Three out of every 20 people in Bernalillo County struggle with hunger and have to choose between paying bills and buying food at some point. According to Feeding America’s 2014 study, more than 104,000 people in Bernalillo County are food-insecure. That means 15 percent don’t have reliable access to nutritious foods. The South Valley has twice the unemployment rate of the statewide average, at more than 10 percent, according to the 2012 Census.
When families have to stretch their money to put food on the table, fresh fruits and veggies are often the first to go. Per calorie, fats, processed carbohydrates and sweets are significantly cheaper.
Agri-Cultura Network’s programs get healthy foods into the homes of local residents. The network sells to schools, subsidizes fresh food for low-income families, brings food to food deserts in collaboration with the Healthy Here Mobile Farmer’s Market and provides free educational cooking classes and community events.
La Cosecha is one of Agri-Cultura’s programs that provides bags of produce to 310 members, of whom more than 70 percent are subsidized or sponsored. Households get local, pesticide-free produce grown in their neighborhood.
“Because the need is so big, we also have allied farms that participate,” said Agri-Cultura Network’s director, Helga Garza. In 2015, the organization delivered $106,525 worth of produce from New Mexico farmers to the community. About 80 percent was from network members. The rest was from other New Mexico farms. This is money that stays in the state and supports local farmers and the local economy.

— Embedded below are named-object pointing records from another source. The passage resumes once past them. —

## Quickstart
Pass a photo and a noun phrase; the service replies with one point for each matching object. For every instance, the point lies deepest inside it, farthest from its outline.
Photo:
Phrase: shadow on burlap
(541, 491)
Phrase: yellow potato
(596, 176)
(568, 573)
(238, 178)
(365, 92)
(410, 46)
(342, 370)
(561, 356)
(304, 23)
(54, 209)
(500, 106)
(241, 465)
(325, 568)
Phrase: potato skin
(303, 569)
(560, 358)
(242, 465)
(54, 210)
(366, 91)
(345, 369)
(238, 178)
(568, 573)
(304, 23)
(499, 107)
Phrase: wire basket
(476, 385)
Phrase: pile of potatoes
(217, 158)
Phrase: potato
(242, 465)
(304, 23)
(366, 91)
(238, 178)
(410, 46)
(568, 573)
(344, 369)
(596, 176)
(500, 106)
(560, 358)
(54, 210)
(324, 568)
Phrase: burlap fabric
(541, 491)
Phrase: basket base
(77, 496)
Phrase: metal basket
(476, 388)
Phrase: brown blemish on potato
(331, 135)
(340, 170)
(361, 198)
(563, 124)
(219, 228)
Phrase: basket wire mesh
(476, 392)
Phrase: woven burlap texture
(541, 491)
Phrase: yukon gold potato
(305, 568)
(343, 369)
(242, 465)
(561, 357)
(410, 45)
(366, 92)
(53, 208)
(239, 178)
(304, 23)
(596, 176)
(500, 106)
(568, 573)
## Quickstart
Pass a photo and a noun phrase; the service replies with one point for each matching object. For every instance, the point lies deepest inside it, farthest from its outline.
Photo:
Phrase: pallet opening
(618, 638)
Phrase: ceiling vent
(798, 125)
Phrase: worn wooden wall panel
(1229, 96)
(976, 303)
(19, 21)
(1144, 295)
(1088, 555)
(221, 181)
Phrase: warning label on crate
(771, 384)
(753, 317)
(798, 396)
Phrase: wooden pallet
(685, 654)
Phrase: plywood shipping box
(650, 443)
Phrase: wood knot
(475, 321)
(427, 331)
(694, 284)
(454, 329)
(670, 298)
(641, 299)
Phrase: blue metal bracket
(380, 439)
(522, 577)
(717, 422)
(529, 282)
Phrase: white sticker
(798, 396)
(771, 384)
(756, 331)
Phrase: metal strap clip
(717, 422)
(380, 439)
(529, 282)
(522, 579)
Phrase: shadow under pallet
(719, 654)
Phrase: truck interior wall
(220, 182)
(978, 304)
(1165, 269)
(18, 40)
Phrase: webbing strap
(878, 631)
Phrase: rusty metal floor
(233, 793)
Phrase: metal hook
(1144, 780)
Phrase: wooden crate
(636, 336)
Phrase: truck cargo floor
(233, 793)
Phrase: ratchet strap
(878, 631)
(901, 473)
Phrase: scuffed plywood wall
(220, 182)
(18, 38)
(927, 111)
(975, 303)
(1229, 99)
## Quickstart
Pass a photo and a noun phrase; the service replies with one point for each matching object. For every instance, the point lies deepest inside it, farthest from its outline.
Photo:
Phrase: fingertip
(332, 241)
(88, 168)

“Another thing Agri-Cultura Network does is keep the spirit of agriculture alive in the South Valley, where it has a long history rooted in tradition and culture. And it has inspired an educational process that gives people the opportunity to make healthy lifestyle changes when it comes to nutrition,” said Garza.
For more information, call 505.217.2461 or find Agri-Cultura Network on Facebook.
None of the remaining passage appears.